Shortly after I came off antidepressants, I took myself off sleeping pills too. I was terrified. When I was ill and taking the highest dose, I could not sleep for more than four hours a night. I did not get a full night’s sleep for three years. I was so frightened of not sleeping and the black, blank terror that went with it, that I never forgot my prescription.

One day, I did. It was late at night and I had run out of sleeping pills. It occurred to me then that I no longer needed them. My brain was no longer on full alert.

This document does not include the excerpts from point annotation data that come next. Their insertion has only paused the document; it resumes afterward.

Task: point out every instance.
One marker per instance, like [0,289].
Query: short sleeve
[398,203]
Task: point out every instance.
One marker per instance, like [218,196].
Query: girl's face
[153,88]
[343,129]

And so it proved. It was difficult, at first. Insomnia had returned. But it was the insomnia of old, the insomnia that stopped me getting off to sleep, rather than woke me up at three twenty in the morning. I loved it, loved the hours of not being able to go to sleep. My brain was back to normal.

As for antidepressants, I would not rule them out, should I ever need them. I remain optimistic that a new form will be developed for people like me who are resistant to the present variety. Nor would I encourage anyone else to come off their drugs, simply because they feel they ought to. I have never quite understood the ‘ought’ in that sentence. Or the logic in this one: ‘I don’t like feeling dependent on drugs.’

Well, why ever not? If they keep you stable and you tolerate them happily, if coming off them might mean weeks and months of misery, then why even consider it? SSRI medication is not a magic drug—although it may feel like it to somebody who responds well to it when he or she is drowning in the black depths of depression. I feel a sort of yearning as I write that sentence. If only I was one of those people. I am not. But I know people who are. I have known them before taking medication, and after, and the effects are, frankly, miraculous. They can restore somebody to normal functioning. What they cannot do is turn somebody into a person that they are not. They are not character altering. They are character restoring.

Nor are they mind altering. In the same way that depression is an illness and not a character flaw, drugs treat an illness; they do not remedy a personality. The personality was always there. It may have been disguised or distorted by depressive illness but it is, in essence, changeless.

I am, anyway, dependent on drugs. Every morning I take thyroxin and will do so for as long as I live. If I don’t, everything about me including my mood will get slower and slower until, eventually, I shall cease to work.

An underactive thyroid (hypothyroidism) is apt to be dismissed as a minor complaint. It should not be. The symptoms can mimic depression in that they show up as extreme fatigue, lack of focus or concentration, abnormal sleep patterns (often much longer and heavier sleep) and a general greyness of mood. The sharp psychic pain of severe depression is absent, though, and so are the long wearying bouts of crying. But as hypothyroidism may precipitate an episode of depression, it is always worth asking your GP for a thyroid test if you are feeling very low. Some cases of what appears to be depression have turned out to be untreated hypothyroidism.

I also take omega-3 oil, on the advice of my psychiatrist. When I was in hospital, he ordered some tests on my fatty acid levels and discovered that they were alarmingly low. This finding was in line with numerous studies showing decreased omega-3 content in the blood of depressed patients. In one study, medication-free depressed patients, tracked over a two-year period, showed that low blood levels of omega-3 predicted the risk of suicidal behaviour.